Ron Walker: Beaches I have known
Back when “working on a tan” was an imperative, Santa Monica and Malibu beaches were the obvious choices for a student at Hollywood High. Then the Magellan in me surfaced. With an ample supply of Royal Crown cola, I gather my best-friends together and we head to Laguna Beach. There are no freeways, instead we meander through fields of berries and orange groves. Just beyond Aliso Creek we chance to see a secluded stairway leading through a maze of foliage. It takes us to a crescent shaped beach. We claim it as ours.
Waves roll in, crash and slide sheepishly back to the ocean. We set up camp in an alcove. Once the grub is stacked and a fire pit is dug, we all go our own way.
With fishing rod in hand, I stake out a portion of a section of rocks.

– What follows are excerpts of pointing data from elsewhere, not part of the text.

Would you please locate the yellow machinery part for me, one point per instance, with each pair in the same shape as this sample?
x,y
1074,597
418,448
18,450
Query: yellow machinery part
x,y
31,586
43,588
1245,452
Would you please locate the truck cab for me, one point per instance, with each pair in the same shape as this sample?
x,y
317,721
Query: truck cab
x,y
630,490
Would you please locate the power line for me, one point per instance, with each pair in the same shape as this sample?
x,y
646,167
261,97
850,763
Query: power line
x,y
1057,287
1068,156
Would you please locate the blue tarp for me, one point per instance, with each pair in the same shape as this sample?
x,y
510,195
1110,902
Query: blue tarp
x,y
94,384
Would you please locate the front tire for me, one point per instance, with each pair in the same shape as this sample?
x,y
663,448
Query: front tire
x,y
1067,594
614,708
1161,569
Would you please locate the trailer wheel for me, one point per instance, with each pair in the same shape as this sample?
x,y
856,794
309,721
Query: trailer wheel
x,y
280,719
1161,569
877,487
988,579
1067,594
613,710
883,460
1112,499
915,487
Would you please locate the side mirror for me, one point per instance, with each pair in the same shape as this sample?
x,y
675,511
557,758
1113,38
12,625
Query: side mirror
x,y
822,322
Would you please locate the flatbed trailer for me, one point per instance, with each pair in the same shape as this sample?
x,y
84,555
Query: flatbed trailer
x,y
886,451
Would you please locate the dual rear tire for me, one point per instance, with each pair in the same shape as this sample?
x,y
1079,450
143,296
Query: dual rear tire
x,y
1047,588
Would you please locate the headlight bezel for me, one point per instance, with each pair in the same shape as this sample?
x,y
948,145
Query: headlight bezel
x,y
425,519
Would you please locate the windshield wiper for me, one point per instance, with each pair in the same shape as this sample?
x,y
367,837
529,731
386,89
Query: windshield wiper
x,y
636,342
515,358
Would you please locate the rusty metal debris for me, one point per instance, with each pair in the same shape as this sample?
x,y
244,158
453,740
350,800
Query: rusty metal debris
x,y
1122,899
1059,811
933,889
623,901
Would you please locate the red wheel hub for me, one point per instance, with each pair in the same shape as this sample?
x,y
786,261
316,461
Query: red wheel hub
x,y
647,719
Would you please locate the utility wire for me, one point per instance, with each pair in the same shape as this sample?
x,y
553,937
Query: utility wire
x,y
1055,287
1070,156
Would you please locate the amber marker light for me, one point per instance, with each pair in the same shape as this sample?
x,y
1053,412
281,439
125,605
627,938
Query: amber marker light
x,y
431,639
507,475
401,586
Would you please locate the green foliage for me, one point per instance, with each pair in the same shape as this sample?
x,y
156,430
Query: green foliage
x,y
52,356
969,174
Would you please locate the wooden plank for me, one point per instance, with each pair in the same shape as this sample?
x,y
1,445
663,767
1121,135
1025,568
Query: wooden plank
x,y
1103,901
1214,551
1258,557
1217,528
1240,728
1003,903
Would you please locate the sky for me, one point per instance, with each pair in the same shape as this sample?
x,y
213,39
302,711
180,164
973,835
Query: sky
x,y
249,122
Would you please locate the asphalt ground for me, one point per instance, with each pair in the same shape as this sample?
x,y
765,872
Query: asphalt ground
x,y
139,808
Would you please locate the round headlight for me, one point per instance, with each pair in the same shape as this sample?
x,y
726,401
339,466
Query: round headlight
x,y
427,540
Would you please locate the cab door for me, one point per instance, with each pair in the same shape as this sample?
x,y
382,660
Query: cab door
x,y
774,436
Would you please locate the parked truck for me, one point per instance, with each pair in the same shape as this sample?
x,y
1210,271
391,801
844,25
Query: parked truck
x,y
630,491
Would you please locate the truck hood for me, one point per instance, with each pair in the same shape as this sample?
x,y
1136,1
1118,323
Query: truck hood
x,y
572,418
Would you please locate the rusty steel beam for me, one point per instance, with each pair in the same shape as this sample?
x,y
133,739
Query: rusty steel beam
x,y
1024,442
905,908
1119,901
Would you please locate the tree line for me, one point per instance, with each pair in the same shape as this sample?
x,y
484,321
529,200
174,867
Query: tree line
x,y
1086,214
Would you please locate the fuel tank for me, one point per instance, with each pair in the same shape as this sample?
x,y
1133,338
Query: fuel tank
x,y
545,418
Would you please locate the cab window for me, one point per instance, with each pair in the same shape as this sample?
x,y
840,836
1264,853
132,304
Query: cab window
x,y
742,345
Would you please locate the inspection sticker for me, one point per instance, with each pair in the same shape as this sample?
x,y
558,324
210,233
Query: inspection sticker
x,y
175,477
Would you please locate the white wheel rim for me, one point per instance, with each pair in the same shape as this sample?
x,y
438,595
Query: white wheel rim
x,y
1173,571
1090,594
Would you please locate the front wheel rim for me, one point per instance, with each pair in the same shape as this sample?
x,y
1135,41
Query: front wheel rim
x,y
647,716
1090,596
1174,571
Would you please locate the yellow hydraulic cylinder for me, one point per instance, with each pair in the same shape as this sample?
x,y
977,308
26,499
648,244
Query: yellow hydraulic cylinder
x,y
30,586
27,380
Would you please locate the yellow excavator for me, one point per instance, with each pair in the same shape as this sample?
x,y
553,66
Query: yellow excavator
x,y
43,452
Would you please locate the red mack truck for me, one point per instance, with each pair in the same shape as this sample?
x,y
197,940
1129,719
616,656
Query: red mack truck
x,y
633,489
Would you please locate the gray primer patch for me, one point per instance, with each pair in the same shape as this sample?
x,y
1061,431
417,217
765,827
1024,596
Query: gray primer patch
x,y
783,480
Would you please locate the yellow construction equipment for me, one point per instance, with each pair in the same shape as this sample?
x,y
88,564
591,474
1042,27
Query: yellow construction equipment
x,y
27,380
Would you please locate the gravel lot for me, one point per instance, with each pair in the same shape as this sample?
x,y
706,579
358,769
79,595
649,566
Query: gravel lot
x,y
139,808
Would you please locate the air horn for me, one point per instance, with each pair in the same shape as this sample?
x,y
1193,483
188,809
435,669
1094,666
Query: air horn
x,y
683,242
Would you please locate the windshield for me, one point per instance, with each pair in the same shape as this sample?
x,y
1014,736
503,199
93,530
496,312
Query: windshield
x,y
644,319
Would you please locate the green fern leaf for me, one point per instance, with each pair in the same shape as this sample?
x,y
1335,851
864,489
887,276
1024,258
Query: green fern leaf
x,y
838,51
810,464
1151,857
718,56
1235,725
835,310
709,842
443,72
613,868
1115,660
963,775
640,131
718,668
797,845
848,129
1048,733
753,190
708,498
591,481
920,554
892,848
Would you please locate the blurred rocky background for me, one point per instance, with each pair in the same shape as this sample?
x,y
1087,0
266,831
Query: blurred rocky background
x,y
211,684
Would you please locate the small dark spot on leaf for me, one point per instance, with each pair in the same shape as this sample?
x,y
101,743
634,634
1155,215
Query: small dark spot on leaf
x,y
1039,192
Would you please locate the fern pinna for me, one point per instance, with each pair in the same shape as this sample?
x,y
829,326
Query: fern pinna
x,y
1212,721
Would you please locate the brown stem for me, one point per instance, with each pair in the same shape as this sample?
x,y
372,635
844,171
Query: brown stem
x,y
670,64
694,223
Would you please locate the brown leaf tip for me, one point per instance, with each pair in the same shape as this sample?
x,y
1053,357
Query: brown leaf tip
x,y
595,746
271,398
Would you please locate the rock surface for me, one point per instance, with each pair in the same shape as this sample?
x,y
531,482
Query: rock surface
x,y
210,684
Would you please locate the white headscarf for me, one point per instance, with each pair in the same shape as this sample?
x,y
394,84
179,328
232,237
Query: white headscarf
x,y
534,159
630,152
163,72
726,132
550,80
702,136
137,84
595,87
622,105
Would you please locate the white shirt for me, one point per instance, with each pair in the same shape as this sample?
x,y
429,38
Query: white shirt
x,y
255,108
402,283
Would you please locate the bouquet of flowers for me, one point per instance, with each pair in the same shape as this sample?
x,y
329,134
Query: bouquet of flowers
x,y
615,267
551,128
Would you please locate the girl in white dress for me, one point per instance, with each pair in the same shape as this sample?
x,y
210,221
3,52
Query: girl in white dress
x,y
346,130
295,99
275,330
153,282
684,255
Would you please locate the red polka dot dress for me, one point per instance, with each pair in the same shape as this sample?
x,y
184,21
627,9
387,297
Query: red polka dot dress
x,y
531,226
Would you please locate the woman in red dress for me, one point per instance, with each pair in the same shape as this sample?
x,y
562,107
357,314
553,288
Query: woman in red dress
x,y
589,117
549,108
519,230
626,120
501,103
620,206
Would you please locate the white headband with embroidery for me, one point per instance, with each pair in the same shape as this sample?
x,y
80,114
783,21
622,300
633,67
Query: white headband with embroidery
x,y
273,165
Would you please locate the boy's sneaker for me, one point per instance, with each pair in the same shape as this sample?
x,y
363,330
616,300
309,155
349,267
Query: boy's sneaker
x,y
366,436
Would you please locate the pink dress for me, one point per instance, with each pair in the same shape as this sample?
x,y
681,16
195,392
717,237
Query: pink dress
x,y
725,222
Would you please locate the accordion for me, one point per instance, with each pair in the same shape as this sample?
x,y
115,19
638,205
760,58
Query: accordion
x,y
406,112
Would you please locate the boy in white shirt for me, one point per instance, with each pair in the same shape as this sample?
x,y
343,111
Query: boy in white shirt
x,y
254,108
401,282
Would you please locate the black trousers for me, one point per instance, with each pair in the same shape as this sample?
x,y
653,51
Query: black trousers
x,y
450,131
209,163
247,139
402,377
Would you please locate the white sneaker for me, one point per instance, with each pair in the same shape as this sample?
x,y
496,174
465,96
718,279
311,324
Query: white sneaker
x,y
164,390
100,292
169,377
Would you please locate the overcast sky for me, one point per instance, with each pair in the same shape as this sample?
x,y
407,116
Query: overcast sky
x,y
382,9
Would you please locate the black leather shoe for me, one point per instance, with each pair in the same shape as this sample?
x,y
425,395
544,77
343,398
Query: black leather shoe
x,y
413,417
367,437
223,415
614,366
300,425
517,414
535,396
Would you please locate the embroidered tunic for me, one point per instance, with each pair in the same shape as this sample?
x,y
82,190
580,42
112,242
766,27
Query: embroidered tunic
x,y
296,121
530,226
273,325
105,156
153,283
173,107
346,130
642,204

A spanking breeze hits me head-on as I set my feet solidly on two rocks and cast my line out. Waves smash themselves on the rocks, sending salty spray high into the air. A tug on my line; “a whopper for sure,” but simultaneously my foot slides off the rock and I slip into an oncoming swell. I am now at the mercy of a moving mass of water. Within seconds the water recedes. I float past an enclave of razor-sharp mussel shells. I grapple my way onto a dry, solid surface. The whopper is gone, but I’m still alive.
Years later, I embark to wintry, sleepy, Bondi Beach in Australia. I’m a choreographer. I’ve chosen to secret myself in a hotel room with a bathroom just down the hall. Living across from a ghostly promenade in off season is pure bliss. For excitement I join the more hardy souls at a lonely milk-bar for a cappuccino. Vegas is a world away, which was my intention.
In just one day, Orllyene and I journey with six girl dancers and a adagio act from Milano to Priano on the Amalfi coast of the Mediterranean. We are billeted in a dinky apartment that thinks itself a villa. Jabbed into a hillside, grape vines, lemon and olive trees keep us from sliding into the sea. We have hot water for one hour a day; another way of life, another culture.
Monte Carlo’s Beach is horrible. Nothing but roly-poly stones and nary a grain of sand.
Year after year I return to Paradise Island, Bahamas, for reasons of choreography. Sometimes I walk along a hump of sand between the Ocean Club and the Cabaret Theatre to rehearse. The water is so clear, you can’t tell where it stops and the sand begins. In the morning, the Britannia Beach is my wakeup stroll of choice. The air is flush with the aroma of flowers, and damp enough to know you are in the tropics.
All beaches are a connection with nature. They bring us as far as the sea, and from there it’s our choice of what is next. For me, just being on a beach is plenty.